There is a non-seqvitvr argument at work in the subtext that I find both common and troubling.
Normal people are rightly repulsed by Dalrock’s pathetic doxxing of his enemy’s children, and they are disgusted by his hiding behind the notion that his god endorses his shit behavior. It is reasonable to come to one of a number of related conclusions, including:
- Dalrock’s god doesn’t exist, except as a creation by Dalrock to cover his continuous immoral behavior.
- Dalrock’s god does exist, but he is an evil creature, and thus not worth a decent man’s worship.
I can readily identify with both of these propositions, based upon years of online scumbaggery I’ve regularly scoffed at. As such, I don’t blame Jason for his sentiments. I’ve often noted (and will repeat) that I’d be much more comfortable praying to and worshipping the Christian devil, given the behavior of trash like Cane Caldo.
Does it follow, then, that we don’t have a creator?
I don’t think it does. In fact, I could argue that Jason’s own frustrations imply an underlying moral order that supervenes across the behavior he finds so disgusting. The fact that none of us can directly intuit the moral framework he senses doesn’t mean that the norms for which he yearns aren’t meaningful.
In a more basic sense, I could ask the same question Heidegger did, namely:
Why is there something rather than nothing?
We all find ourselves alive for some reason, and we have to wonder why it is that we exist, as we do, in this finite but notable sense.
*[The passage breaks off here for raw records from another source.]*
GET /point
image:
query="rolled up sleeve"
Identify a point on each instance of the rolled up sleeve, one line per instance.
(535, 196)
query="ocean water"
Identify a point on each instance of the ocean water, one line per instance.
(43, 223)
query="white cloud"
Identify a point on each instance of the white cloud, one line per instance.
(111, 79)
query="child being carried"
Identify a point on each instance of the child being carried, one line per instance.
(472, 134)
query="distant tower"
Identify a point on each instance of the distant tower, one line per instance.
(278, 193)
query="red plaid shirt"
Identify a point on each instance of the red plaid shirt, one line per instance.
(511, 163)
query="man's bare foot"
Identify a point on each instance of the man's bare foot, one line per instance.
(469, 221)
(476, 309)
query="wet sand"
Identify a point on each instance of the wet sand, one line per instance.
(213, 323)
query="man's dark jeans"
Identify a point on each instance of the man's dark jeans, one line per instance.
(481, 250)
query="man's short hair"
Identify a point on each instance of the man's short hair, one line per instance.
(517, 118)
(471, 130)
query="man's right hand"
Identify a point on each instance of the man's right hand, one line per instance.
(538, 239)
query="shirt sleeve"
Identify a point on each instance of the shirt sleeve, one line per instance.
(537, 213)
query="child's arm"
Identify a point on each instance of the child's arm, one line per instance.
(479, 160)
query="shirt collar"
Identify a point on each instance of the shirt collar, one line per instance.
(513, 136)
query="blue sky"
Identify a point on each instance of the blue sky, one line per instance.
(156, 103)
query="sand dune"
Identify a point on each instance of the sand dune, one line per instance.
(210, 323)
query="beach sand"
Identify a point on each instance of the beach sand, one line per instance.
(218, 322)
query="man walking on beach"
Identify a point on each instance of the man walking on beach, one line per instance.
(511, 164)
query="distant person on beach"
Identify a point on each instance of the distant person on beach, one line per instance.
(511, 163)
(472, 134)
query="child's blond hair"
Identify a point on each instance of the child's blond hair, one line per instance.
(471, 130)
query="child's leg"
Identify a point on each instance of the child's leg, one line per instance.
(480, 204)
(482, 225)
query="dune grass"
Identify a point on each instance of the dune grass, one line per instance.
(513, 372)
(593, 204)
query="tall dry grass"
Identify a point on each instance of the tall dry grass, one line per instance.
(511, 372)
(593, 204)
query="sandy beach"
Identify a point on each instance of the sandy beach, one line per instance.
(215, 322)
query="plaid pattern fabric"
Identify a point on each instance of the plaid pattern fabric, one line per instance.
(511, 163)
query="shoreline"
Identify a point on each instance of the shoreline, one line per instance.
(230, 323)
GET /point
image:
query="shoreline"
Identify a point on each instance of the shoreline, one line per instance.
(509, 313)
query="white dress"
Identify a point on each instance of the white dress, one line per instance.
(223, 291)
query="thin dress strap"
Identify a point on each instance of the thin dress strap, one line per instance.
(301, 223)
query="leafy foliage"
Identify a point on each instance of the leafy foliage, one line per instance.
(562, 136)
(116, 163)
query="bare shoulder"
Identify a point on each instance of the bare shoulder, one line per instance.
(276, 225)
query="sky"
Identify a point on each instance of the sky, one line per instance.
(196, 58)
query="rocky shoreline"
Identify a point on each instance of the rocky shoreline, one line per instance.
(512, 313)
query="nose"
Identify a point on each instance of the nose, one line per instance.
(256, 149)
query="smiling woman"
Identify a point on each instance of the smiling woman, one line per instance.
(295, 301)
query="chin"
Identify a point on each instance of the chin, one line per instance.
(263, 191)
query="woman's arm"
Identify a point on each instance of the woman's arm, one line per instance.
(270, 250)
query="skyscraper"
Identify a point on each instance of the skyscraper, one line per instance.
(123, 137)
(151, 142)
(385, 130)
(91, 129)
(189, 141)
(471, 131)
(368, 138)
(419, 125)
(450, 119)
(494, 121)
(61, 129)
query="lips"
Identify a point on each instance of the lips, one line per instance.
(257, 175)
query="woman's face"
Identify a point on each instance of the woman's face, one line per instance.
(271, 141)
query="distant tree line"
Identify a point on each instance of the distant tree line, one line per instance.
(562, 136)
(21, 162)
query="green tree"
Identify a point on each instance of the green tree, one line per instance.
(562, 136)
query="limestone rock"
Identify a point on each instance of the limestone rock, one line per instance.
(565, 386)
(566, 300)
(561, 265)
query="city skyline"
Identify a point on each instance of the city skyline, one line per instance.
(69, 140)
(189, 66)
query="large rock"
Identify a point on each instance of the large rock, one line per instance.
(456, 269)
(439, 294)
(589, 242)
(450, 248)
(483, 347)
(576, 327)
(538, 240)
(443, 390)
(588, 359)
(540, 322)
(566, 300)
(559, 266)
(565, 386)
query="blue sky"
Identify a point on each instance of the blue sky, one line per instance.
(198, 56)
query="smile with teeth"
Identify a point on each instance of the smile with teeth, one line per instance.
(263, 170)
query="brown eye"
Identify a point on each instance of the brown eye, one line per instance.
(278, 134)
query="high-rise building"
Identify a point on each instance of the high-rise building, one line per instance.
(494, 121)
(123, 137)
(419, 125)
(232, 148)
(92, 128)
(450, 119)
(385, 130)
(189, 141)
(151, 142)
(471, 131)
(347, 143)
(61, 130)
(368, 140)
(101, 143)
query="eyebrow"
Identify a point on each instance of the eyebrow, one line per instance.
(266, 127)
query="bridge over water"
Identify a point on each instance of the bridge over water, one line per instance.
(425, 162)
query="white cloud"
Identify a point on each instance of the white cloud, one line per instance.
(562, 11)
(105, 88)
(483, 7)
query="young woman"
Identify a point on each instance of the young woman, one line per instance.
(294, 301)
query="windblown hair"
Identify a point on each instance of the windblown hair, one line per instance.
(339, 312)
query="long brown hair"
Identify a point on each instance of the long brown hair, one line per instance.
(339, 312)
Heidegger called this thrownness (Geworfenheit).
There are two reasons why I find a creator plausible, and that’s the first one. The second is a consequence of the first, but it’s considerably more abstract. The world in which we’re thrown has certain features, regularities and patterns that recur, both temporally and spatially. We find sets and categories of things, and we tend to be able to order our sets and categories in a meaningful way.
Rather than asking why this is so (as Aristotle did), we just accept it, and it leads us to wonder about the greatest possible element in the set of all moral beings.
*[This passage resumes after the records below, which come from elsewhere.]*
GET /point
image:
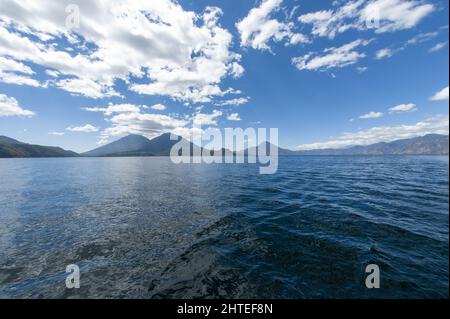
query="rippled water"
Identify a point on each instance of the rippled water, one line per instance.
(146, 228)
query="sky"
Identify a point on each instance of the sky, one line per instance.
(79, 74)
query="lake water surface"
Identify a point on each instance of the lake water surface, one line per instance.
(147, 228)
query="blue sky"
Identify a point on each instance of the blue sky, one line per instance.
(319, 71)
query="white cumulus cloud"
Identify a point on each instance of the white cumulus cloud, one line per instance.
(258, 28)
(88, 128)
(371, 115)
(332, 57)
(442, 95)
(9, 106)
(155, 47)
(403, 108)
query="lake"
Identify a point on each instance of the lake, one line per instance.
(147, 228)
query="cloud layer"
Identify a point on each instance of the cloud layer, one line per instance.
(155, 47)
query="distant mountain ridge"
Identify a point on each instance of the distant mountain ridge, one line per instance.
(431, 144)
(137, 145)
(11, 148)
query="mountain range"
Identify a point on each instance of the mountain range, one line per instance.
(10, 147)
(136, 145)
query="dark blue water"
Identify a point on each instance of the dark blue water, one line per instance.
(146, 228)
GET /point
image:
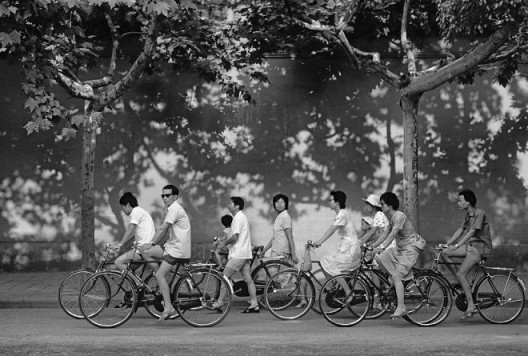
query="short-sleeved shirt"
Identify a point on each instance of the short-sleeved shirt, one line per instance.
(406, 233)
(179, 243)
(279, 242)
(241, 249)
(145, 229)
(346, 231)
(478, 221)
(380, 221)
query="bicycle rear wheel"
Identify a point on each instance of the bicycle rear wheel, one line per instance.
(499, 298)
(341, 307)
(69, 292)
(202, 297)
(289, 294)
(262, 274)
(427, 300)
(108, 299)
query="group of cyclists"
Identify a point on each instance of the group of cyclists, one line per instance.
(394, 241)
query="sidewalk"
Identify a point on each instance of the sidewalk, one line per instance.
(40, 289)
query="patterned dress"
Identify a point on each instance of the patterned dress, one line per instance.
(347, 256)
(399, 260)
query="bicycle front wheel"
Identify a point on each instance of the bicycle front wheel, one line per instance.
(69, 292)
(427, 300)
(108, 299)
(202, 297)
(499, 298)
(263, 273)
(289, 294)
(345, 300)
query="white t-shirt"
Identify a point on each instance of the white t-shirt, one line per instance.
(179, 243)
(279, 242)
(145, 229)
(242, 247)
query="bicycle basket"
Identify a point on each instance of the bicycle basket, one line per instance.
(306, 264)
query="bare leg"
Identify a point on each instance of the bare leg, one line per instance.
(246, 274)
(161, 276)
(462, 274)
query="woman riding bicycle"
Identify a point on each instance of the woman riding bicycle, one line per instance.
(398, 261)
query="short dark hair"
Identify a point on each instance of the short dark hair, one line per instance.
(280, 196)
(226, 220)
(339, 197)
(391, 199)
(128, 198)
(238, 201)
(469, 196)
(173, 188)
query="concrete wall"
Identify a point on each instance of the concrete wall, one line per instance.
(318, 126)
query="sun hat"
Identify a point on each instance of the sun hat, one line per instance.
(373, 200)
(368, 220)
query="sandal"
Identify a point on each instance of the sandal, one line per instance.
(302, 304)
(399, 312)
(166, 314)
(250, 310)
(469, 314)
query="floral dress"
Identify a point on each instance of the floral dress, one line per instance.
(348, 253)
(399, 260)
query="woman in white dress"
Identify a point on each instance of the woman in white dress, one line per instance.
(347, 256)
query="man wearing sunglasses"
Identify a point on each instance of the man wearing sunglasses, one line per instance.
(177, 248)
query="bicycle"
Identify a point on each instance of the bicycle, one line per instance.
(291, 293)
(262, 271)
(371, 295)
(72, 283)
(498, 294)
(194, 289)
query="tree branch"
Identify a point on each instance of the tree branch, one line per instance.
(106, 80)
(478, 56)
(135, 71)
(75, 88)
(405, 42)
There is an ordered set we call ‘the natural numbers,’ and in that set, there is a greatest number. Not only do we know this to be true, we also know that we can never pick out the greatest natural number.
If Jason tells me that ‘the greatest natural number is n,‘ my immediate response is to posit a number, n to the nth power, that’s greater, and the game can go on for ever.
So, when Jason tells me that the creator of humankind is Dalrock’s god, who condones all manner of unmanly dishonesty and moral degeneracy, I can raise up quite a few better conceivable images. Even then, though, I’d contend that we’re not going to approach the majesty of the creator. We’re just making feeble attempts to define the infinite.
Before I conclude, I’ll make a couple of general statements.
- I know that injustice happens. The best advice I got about this was from an old lady in British Columbia (a/k/a Western China) who paraphrased the Dao. She told me that “all the things that you find important… the universe doesn’t find those things important at all…”
- Freedom of conscience includes the notion that a man has the right to change his mind about spiritual propositions. A man has the right to adopt a religion, and change his religion, as it suits him.